Le livre de Julien Dufresne-Lamy se termine un an après la greffe, en pleine tempête covid. «Il n’y a pas eu d’autre repousse miraculeuse depuis, mais j’en suis content. Pour autant, je ne me suis pas détaché de tous mes rituels. J’ai encore un gel dans le sac, au cas où il y aurait un coup de vent, et je n’ai pas réussi à trouver une forme d’insouciance. Après dix ans de peur permanente, j’ai toujours la crainte que le monde voie à quel point je perds mes cheveux. Il me faudra du temps», confesse-t-il.
L’insouciance alopécique, certains l’ont néanmoins trouvée grâce au confinement, déclic les incitant à reconsidérer leurs standards personnels. La fermeture des salons de coiffure a fait le reste en déclenchant une épidémie de boules à zéro maison, médiatisée par des milliers de selfies estampillés #buzzcut («coupe rase») sur Instagram. Hommes, femmes, ados ont ainsi joué de la tondeuse pour tromper l’ennui, marquer cette épreuve historique, exorciser le stress… Tandis que le principal forum dédié à la calvitie – r/Bald, sur Reddit – a accueilli une nouvelle tribu de chauves, à coups de selfies avant/après.

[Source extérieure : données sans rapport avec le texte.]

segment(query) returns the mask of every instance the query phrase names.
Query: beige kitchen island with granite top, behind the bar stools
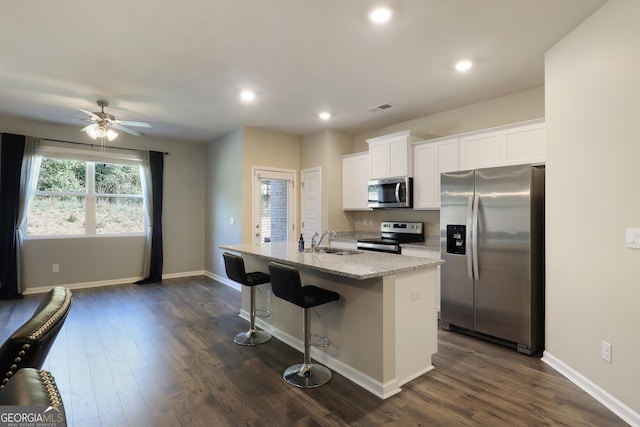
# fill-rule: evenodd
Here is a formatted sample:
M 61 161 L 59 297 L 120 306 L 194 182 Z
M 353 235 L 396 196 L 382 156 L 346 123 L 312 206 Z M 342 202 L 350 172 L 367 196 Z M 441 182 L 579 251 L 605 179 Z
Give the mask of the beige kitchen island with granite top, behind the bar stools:
M 331 345 L 312 347 L 313 359 L 376 396 L 386 399 L 400 386 L 433 369 L 437 351 L 436 267 L 439 259 L 357 251 L 351 255 L 298 252 L 297 245 L 263 243 L 223 245 L 240 253 L 247 271 L 269 272 L 270 261 L 292 265 L 303 284 L 340 294 L 340 300 L 316 307 L 313 333 Z M 271 311 L 257 325 L 303 350 L 302 310 L 272 297 L 261 285 L 256 307 Z M 241 314 L 248 318 L 249 292 L 242 289 Z M 268 344 L 267 344 L 268 345 Z M 290 364 L 282 361 L 282 368 Z

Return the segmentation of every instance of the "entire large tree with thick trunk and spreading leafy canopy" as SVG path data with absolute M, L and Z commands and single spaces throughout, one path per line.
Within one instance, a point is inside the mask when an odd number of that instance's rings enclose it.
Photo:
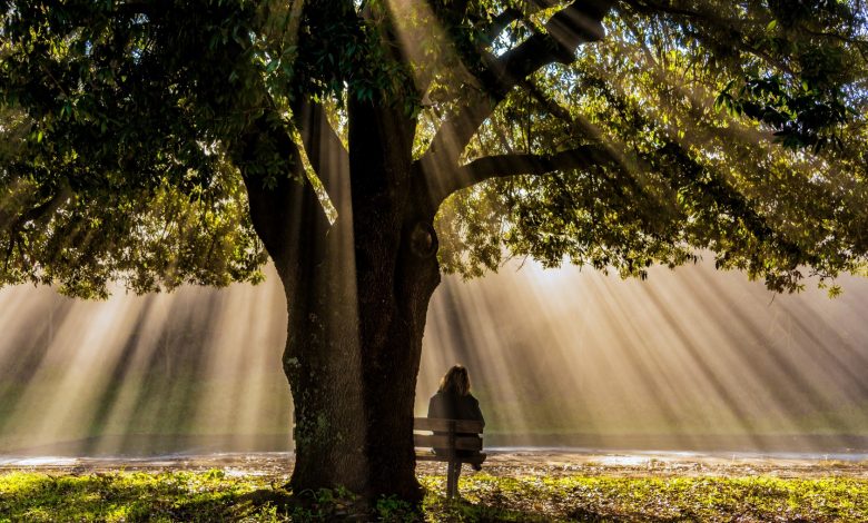
M 292 486 L 417 499 L 441 272 L 532 256 L 644 276 L 713 251 L 795 290 L 862 267 L 865 14 L 0 1 L 0 280 L 219 286 L 260 279 L 267 253 L 288 306 Z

«Les restrictions de la pandémie ont entraîné une rupture de la visibilité et de la socialité qui a permis à certains une réappropriation de soi et une reprise en main de son identité, ce qui n’aurait pas forcément été possible sous la pression sociale quotidienne. Cette période d’isolement leur a permis de se préparer, depuis l’espace privé, à retourner vers une socialité pourvus de leur nouvelle identité», confirme le philosophe du corps Bernard Andrieu, auteur de Rester beau (Ed. Le Murmure). Et ces néochauves fiers sont allés rejoindre la cohorte de ceux qui le vivent déjà très bien, puisqu’il en existe beaucoup, surtout depuis que la barbe est devenue une nouvelle coquetterie pileuse…
«Chauve et barbu, c’est le nouveau beau! La calvitie met plus la barbe en valeur, et encore plus les yeux», s’enthousiasme Cristina Le Jeune, qui a créé, dès 2014, la chaîne de coiffeurs-barbiers genevoise haut de gamme Dandy’s Barber Lounge, où les hommes vont dorloter leurs poils. «La clientèle a entre 35 et 60 ans, elle est active dans la Genève internationale, avec beaucoup de traders et de banquiers, détaille-t-elle. Et la plupart assument leur crâne lisse. Ils viennent réaliser un rasage de tête, traditionnel au coupe-chou, qui permet une exfoliation du cuir chevelu, parce qu’ils le veulent lisse et doux. Pour ces hommes de 40 ans et plus, la calvitie est une marque de fabrique, ils se trouvent beaux avec et sont ravis de prendre soin d’eux. Ils consacrent aussi beaucoup de temps et d’argent à chouchouter leur barbe, qui est comme un nouveau moi.»
L’essor contemporain des salons de barbier a même pris des airs de discrète cellule de soutien psychologique. «On ne perd pas ses cheveux du jour au lendemain et, au début, on fait tout pour ralentir la chute, avec produits et soins. Mais arrive un moment où les techniques ne suffisent plus et là, on va dire: «Qu’en penses-tu, si on enlève tout?» C’est pour ça que, chez nous, ce sont des hommes qui s’occupent des hommes. Ils parlent plus facilement de quand et comment sauter le pas. Et une fois que c’est fait, c’est du pur plaisir!»